This is an interesting point - but it doesn't negate my point either. Ok, so legally they had to do it provincially. That's very interesting. But that doesn't somehow undermine the point that they were ABLE to start the program and run it provincially.

That's exactly my point. It's not either/or. Just because the utopian vision is for a federal system (which, by the way, I agree is the ultimate goal) doesn't mean that states are wasting their time trying to do universal health care. They aren't. If between now and the utopia more states create universal systems, more Americans will have health care coverage. That's a good thing, and that doesn't even say anything about the fact that states moving forward creates big pressure on the feds to act.

You took a Canadian politics class?

Dave Sirota -- you're missing Ezra's key point. What does Ezra implicitly highlight as the key difference between US states and Canadian provinces? Which is also the source of the failure of US state health care proposals. It's the self-imposed straitjacket that makes US states very weak compared to the federal government (and compared to Canadian provinces).

Go back to your Canadian politics textbooks and look it up.
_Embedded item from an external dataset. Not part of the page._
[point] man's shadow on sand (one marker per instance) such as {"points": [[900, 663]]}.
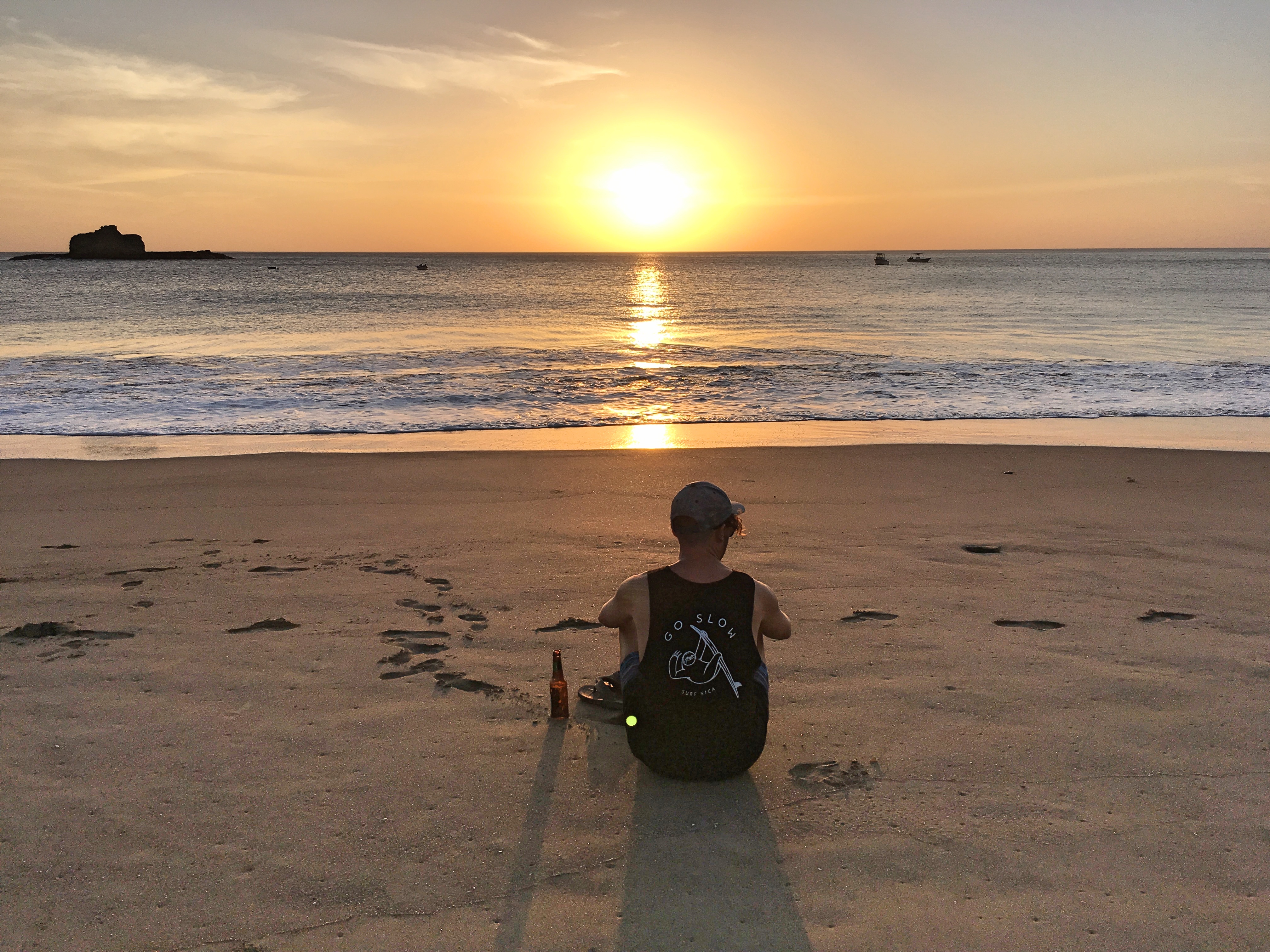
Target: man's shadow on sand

It's a question, I think, of weighing process vs. politics. Does a badly-implemented state initiative retard the overall goal? And are the odds weighed against successful implementations of state initiatives, given the existing federal and private structures? (

I'm inclined towards state-based initiatives just because they're likely to be attuned to specific demographic issues. I'd also be interested to see a state take the leap and market universal provision as a means of encouraging investment/migration.

But Canadian federalism is a very different beast, just because the powers of a provincial premier with a working majority are quite different from either a state governor or a state legislative majority, as are the powers of a federal PM with a working majority. Plus, where's the American NDP?
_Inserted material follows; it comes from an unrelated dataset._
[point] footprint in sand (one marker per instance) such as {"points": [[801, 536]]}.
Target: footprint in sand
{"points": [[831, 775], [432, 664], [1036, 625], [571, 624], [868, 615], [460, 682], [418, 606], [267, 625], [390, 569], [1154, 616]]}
As a Canadian and poli-sci grad, I'm impressed!

The Canadian healthcare system is still run to this day as 10 separate Provincial entities.

The origin comes from Tommy Douglas as Premier of Saskatchewan.

The flaw in the original BNA Act is that all of the government activities that require lots of money were assigned to the Provinces and most of the powers of taxation and revenue generation were assigned to the Federal level.

This means that education and healthcare are entirely Provincial responsibilities - mostly paid for from Federal tax revenues.

Very annoying and inefficient that is, but ammending constitutions is tricky at the best of times.


Michael's comment cuts to the critical point - this is not an either/or question, as Ezra tries to make it. Both federal and state efforts are incredibly important. There's a very good case to be made that the quickest way we can get to a pretty decent universal health care system in the United States is to have the feds cut checks to the states, and have the states run/administer the programs, like Canada and like Medicaid. That is, a system FINANCED in part by the feds, and run by the states.

Again, no one is saying that's perfect. But the idea that its a waste of time for states to press ahead is just ridiculous.

David: you haven't addressed my question. Does a failed state implementation poison the well?

I don't think a failed state implementation necessarily poisons the well, Pseud. in NC, though I can see how GOP and health insurer spin masters would attempt to argue as such. Given the multiplicity of US states, you're likely to have at least some relatively worthwhile and efficient programs in a number of states compared to failures. So (to use an example indicative of my biases) Georgia and South Carolina have failed programs -- so what, if Massachusetts, Vermont, Maine, New York, New Jersey and California have succesful ones?

so in this sense, Sirota has a point, though mellowing out wouldn't hurt.

Pseud: Its too broad a hypothetical - yes, certain kinds of failed state implementations could hurt the well, others probably wouldn't. Its too broad a question, and also, respectfully, I don't think its that relevant, because a failed federal implementation could poison the well too...but it could not. I can come up with scenarios for both.

The debate really is whether its a waste or not to push universal health care at the state level, and I say that any progressive ways to expand health care coverage are a good thing. Saying that because a perfect federal system is better than a not 100% perfect state system is making the perfect the enemy of the good, and with 18,000 Americans a year now dying because they don't have access to adequate coverage, we can't afford to do that.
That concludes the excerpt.